Fisk Jubilee Singers image from Wikimedia Commons.

After abolition, institutions like Central Tennessee College, Fisk, and Meharry offered higher education to the newly freed, and a short-lived newspaper, The Colored Tennessean (1865-66) contributed to that effort. Other African Americans, including a group Montgomery Bell had claimed as slaves, joined colonization projects in Sierra Leone and Liberia.  As the Tennessee legislature moved to codify racial segregation after Reconstruction, African Americans in Nashville pushed back in a variety of ways, including a legislative lobbying campaign, editorials in black-owned newspapers such as the Nashville Clarion and the Nashville Globe, an organized streetcar boycott in 1905, and the incorporation of black transportation companies.  During the epidemic of lynchings across the South in the late nineteenth and early twentieth centuries—which included four murders in Davidson County—black Nashvilleans organized to protest, raise local and national awareness, and resist.  Black Nashvilleans gained voting rights earlier in the twentieth century than the vast majority of African Americans in the South, and the community’s economic and political strength provided a crucial regional foundation for the civil rights activism of the second half of the twentieth century.

This is an immersive undergraduate course that will involve lectures, site visits and independent student research. The course objective is to research and document previously neglected historical subjects and sites for Black Nashville relating to slavery, emancipation and Reconstruction, and the Jim Crow Era.

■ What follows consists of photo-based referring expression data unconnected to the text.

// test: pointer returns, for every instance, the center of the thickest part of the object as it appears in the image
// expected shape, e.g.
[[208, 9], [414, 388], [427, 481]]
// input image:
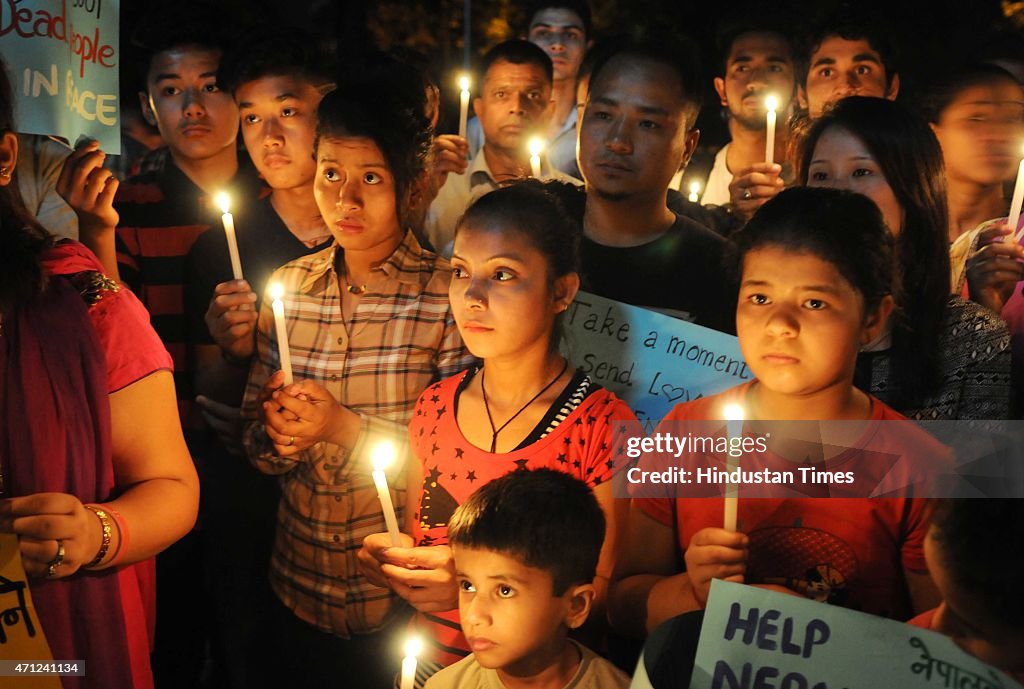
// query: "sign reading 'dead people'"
[[62, 57]]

The objective is to make that research available to the community that could guide residents and visitors through the now invisible black history of our city.

Each participant will write a 15-20 page research paper, based on original research in primary documents and secondary literature on the historical site, figure or event of your choosing.  The research paper will be accompanied by a plan or design for a public history project (e.g., an exhibit, website, app, mapping project, historical markers) to make the research accessible to the public.